I used white wine instead of sherry, since I don't go through sherry fast enough.
Also, I used Pillsbury Grands biscuit dough (original flavor) for the topping since NASA could use the dough I make for heat shielding (how's that for engineering??). If you split the biscuit thickness in half, you get the optimal filling:topping ratio and the round shape of the preformed biscuits makes it easy to spoon out servings. I found I only had to bake mine for 19 minutes at 400 before my crust got nice and toasty.
For chicken, I bought one of the herb-roasted birds sold in the grocery store deli. I used the dark meat as well as breast meat, about 3/4 of the bird. This was nice because I could use the rest of the meat for chicken salad and the carcass for stock.
A tip to the users who struggle with lumpy roux -- add the flour gradually, whisking all the while. It's much easier not to form lumps in the first place than to chase them around the pan to whisk them out.
Thanks for taking the time to share your recipe. It was delightful!
Thanks for the recipe! It is baking now, but the pot pie recipe tastes wonderful already!

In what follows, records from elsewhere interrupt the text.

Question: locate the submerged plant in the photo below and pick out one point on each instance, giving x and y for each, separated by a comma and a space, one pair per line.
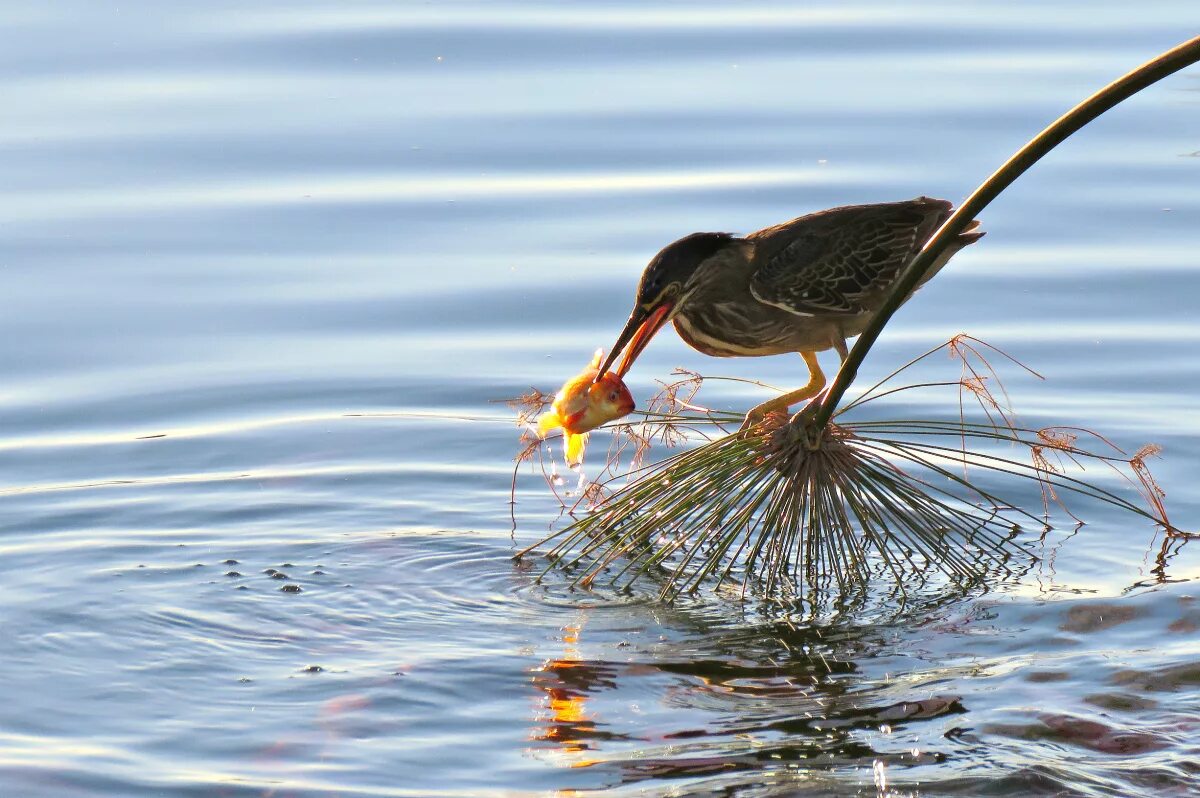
825, 502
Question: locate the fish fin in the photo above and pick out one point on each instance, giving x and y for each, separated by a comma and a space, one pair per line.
574, 419
575, 445
547, 421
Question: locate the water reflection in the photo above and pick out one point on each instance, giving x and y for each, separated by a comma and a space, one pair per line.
768, 700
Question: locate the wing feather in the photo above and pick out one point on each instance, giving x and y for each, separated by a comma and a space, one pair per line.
829, 263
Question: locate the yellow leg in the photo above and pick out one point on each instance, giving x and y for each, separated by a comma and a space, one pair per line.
780, 403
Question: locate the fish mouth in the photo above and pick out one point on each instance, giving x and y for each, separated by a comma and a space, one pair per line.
639, 330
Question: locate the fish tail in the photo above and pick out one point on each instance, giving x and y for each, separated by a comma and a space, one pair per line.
547, 421
575, 445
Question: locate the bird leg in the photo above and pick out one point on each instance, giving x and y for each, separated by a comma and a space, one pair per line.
780, 403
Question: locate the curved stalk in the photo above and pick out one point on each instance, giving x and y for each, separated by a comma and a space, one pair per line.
817, 415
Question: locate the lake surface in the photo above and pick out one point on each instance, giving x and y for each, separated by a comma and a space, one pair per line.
265, 269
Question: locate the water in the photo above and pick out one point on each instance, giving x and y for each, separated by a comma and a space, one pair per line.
265, 268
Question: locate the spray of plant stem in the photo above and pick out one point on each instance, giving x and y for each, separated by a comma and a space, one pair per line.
826, 503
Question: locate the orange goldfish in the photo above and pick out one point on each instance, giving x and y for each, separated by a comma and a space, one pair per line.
581, 406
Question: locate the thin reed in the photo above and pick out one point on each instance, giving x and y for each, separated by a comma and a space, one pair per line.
897, 499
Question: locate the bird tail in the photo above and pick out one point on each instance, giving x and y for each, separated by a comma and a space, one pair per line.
966, 238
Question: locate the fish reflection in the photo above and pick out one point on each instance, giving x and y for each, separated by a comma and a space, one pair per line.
765, 701
565, 721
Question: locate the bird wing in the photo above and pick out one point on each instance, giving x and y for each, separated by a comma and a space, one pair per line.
837, 261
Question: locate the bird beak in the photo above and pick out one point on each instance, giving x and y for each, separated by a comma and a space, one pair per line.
639, 330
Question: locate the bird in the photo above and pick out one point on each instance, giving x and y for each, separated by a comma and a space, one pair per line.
803, 286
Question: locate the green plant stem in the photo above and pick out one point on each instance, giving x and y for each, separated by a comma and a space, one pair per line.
817, 415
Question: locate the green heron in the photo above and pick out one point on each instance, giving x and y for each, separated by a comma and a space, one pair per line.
803, 286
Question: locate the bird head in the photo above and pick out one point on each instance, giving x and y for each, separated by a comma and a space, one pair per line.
667, 281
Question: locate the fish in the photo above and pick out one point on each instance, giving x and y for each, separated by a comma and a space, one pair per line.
583, 405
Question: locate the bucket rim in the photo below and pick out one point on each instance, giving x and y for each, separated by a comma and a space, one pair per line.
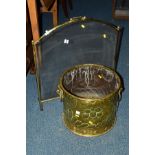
61, 87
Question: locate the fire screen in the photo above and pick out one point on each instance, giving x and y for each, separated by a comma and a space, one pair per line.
81, 40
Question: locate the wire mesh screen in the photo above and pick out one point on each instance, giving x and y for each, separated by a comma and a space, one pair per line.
79, 41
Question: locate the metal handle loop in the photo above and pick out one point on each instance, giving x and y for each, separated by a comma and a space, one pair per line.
60, 93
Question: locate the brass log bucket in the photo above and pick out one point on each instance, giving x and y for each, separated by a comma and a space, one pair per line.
90, 95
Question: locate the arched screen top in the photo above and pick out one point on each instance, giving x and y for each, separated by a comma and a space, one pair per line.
79, 41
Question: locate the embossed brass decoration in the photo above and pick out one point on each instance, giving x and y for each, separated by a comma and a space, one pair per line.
90, 94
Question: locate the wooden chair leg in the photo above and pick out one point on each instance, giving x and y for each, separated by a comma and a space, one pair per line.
55, 13
32, 7
64, 6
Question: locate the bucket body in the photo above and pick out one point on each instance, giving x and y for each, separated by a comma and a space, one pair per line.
90, 94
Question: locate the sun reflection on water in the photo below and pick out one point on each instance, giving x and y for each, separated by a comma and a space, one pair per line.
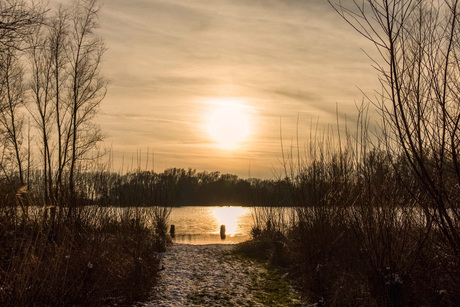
230, 217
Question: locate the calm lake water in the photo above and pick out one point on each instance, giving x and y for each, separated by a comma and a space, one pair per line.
201, 225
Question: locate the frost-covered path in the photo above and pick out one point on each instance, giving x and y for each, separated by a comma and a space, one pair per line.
210, 275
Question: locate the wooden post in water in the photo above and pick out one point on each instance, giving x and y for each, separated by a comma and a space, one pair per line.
222, 232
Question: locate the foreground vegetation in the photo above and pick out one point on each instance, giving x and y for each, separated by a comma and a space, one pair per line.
96, 257
378, 216
57, 247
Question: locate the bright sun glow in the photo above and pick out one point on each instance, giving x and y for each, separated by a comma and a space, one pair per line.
229, 216
229, 123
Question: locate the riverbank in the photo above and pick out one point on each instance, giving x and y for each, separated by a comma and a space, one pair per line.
214, 275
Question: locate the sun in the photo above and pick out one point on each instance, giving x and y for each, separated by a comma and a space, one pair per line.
228, 123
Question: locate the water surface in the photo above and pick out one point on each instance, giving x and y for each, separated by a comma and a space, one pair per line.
201, 225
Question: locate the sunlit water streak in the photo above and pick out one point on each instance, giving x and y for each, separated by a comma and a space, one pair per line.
201, 225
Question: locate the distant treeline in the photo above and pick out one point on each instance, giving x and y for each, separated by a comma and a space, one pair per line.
181, 187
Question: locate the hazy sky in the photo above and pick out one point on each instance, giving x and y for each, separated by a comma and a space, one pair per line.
170, 62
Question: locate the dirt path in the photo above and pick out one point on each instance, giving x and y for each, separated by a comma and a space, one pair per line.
211, 275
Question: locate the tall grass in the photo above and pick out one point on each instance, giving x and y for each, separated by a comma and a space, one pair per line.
358, 235
96, 256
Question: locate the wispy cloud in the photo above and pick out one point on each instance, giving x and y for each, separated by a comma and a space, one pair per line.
166, 56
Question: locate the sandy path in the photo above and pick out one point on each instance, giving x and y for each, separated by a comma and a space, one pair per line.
210, 275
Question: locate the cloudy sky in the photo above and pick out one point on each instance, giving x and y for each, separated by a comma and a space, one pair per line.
171, 63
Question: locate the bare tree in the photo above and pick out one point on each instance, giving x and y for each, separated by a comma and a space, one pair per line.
12, 94
87, 87
419, 71
17, 19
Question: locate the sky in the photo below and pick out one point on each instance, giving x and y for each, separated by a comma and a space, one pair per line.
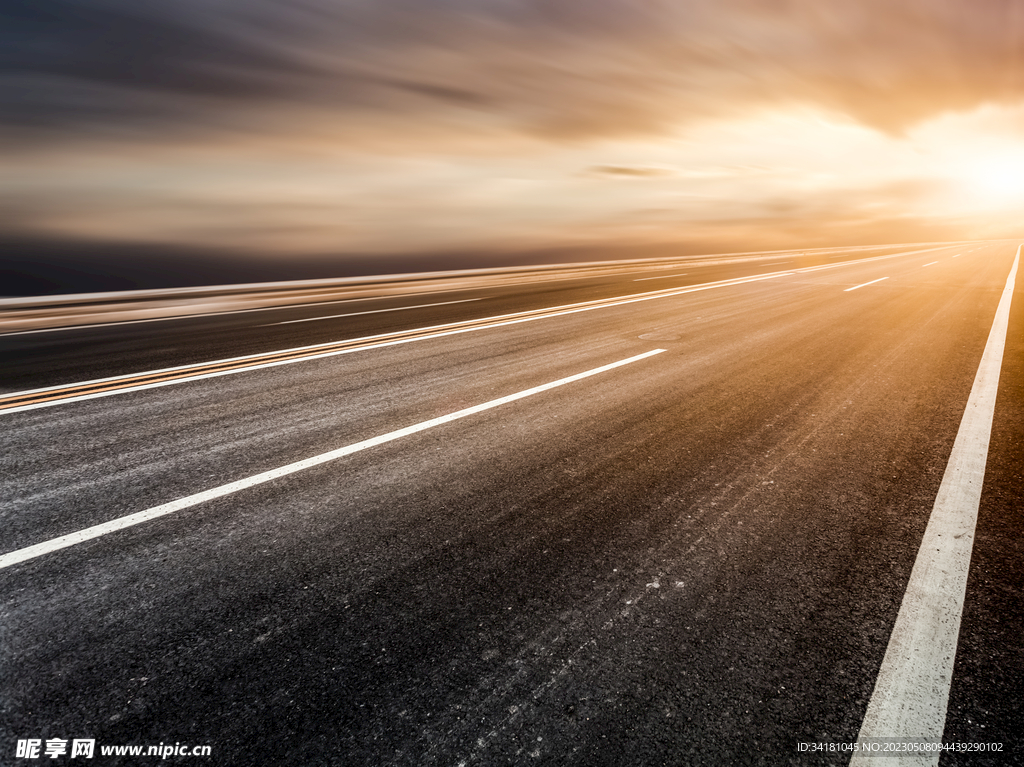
298, 129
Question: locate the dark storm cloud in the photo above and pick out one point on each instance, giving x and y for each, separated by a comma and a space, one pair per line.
562, 69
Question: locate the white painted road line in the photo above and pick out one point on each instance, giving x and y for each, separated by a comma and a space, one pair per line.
912, 689
863, 284
659, 277
372, 311
130, 520
872, 258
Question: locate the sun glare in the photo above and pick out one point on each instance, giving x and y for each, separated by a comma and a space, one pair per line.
997, 178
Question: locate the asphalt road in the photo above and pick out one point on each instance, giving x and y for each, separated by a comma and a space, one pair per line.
695, 557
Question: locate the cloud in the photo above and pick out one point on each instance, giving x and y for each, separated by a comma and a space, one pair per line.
558, 70
630, 171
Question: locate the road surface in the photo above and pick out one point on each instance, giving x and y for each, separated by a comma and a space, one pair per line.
653, 517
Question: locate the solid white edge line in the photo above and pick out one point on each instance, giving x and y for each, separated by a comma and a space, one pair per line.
912, 688
515, 318
88, 534
865, 284
371, 311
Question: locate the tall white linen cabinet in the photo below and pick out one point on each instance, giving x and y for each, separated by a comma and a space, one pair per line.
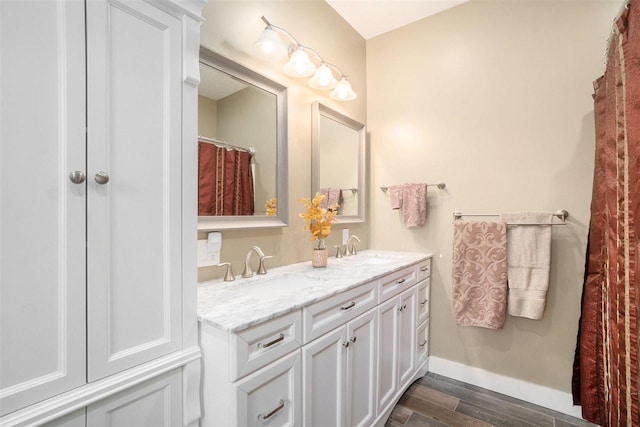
98, 208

There's a pinterest button on the left side of the screen with all the other social sharing buttons. I tried it and it seems to be able to pin the images on the page.
You're welcome! Hope it comes out to your liking!
The flour was actually part of the previous sentence. I reorganized the text a little (moved the statement about the flour down to the picture you are referring to and moved the chicken broth down to the following picture) and hopefully that will read better.
I had always assumed that one recipe of the creamed chicken would go into one recipe of the pot pie. Lesson learned!
a 9x13 pan (atypical for a 'pot pie'...) is 177 square inches
ten cups = 144.4 cubic inches - will fill a 9x13 pan to a depth of 1.23 inches - which I agree is pretty skimpy for a 'pot pie'
a 9x9 will fill to 1.77 inches depth
a 8x8 will fill to 2.25 inches - that'd be my choice.